While the beliefs and rites of the Videssian religion most closely resemble Zoroastrianism (a historical inversion of which Turtledove appears to be fond, since Zoroastrianism was the faith of the real-life Persians who were most often enemies of the Romans/Greeks) its ecclesiastical hierarchy is closely similar to the real-life Greek Orthodox hierarchy. The faith is led by a patriarch from the capital of the Empire, and the religious controversies frequently cause trouble for the emperors, often culminating in outright rebellion and heresy. The Byzantine Emperors in real history often had to contend with various heretical factions attempting to secede from the Empire. One major difference is that in real life there were many Patriarchates, notably in Jerusalem and Antioch as well as Constantinople, but the former two were lost during the Arab conquests of the 6th century. 

Haloga Conquest of KalavriaEdit

The Haloga conquest of Kalavria, and their establishment of an independent duchy there that alternates between providing mercenaries for the Empire and attempting to conquer it is analogous to the conquest of Sicily (and some of Italy) by the Normans, who furnished many mercenaries for the Byzantines in real life but also attempted to carve out sections of the Empire by conquest numerous times, with Norman leaders of mercenaries fighting for the Byzantines also rebelling (analogous to Drax's rebellion during the Legion Cycle).  

Conquest of Makuran by the YezdaEdit

This event can be seen as an analogue of two separate historical events: it has elements both of the Arab conquest of Sassanid Persia (the imposition of a new religion, Islam in OTL and the cult of Skotos in the world of Videssos), but also of the Great Seljuq Empire, which was established when the disunified states occupying the territory of the former Persian empire was conquered by the Seljuk Turks. The timing of this event corresponds roughly to the conquest of Makuran in the context of the Videssian world, and the following events depicted in the Legion Cycle are a somewhat simplified and compressed version of the First Crusade and the reigns of the first emperors of the Komnenoi dynasty. The Battle of Manzikert is an obvious parallel to the Battle of Maragha, and the victors at Manzikert were the Seljuk Turks rather than the Arabs.

Manzikert = MaraghaEdit

Just like how Romanos IV Diogenes ascended to the Imperial throne, wresting it from the bureaucrats, Mavrikios Gavras also rebelled and took the Videssian away from the bureaucratic faction.
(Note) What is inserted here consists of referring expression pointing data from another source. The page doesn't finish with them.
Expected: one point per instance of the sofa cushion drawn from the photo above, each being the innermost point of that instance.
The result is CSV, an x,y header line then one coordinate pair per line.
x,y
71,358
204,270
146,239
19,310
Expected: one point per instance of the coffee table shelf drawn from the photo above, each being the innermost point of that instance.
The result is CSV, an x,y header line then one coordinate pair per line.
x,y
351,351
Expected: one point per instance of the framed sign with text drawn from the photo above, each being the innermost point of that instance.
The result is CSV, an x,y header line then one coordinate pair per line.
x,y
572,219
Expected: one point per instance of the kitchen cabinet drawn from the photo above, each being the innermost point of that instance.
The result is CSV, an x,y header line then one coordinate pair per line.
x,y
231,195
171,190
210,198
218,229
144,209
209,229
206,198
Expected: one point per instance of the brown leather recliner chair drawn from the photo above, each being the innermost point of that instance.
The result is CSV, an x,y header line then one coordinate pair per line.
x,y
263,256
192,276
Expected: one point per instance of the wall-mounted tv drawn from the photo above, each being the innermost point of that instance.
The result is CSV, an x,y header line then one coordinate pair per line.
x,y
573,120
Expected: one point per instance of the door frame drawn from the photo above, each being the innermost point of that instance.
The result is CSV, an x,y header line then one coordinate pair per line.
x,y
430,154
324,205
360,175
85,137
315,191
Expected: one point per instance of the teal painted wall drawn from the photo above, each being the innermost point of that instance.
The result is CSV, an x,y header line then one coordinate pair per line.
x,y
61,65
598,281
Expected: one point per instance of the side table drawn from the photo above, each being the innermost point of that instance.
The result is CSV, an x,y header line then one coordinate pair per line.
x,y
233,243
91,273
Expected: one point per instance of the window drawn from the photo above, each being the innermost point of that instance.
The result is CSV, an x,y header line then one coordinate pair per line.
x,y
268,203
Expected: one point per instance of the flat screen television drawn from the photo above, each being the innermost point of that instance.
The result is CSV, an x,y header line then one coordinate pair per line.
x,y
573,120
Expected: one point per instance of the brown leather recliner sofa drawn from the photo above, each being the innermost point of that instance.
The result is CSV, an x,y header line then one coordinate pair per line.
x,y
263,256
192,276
Their task was to strengthen their respective realms from barbarian invasions. The barbarian invaders in the case of Diogenes were the Seljuk Turks, the Yezda in Mavrikios'. Their goal was complicated by the opposition thrown up by the bureaucratic factions.

To appease them, both Emperors put the scion of the powerful faction in command of some part of their armies. It was Andronikos Doucas in Diogenes' time, Ortaias Sphrantzes' in Mavrikios'. Both men lost the battle for the Emperor by running away during the fighting. This caused the barbarian invaders to win.

Doucas failed the Battle of Manikert for the Byzantines. Sphrantzes lost the Battle of Maragha for the Videssians. Each battle saw the respective Empire largely lose control of what had once been considered its heartland. The difference is that Videssos was able to reconquer the Westlands while the Byzantine empire never really recovered Anatolia. Historians point to the battle of Manzikert as the decisive stroke that broke the Byzantine military power and from which the Empire never fully recovered.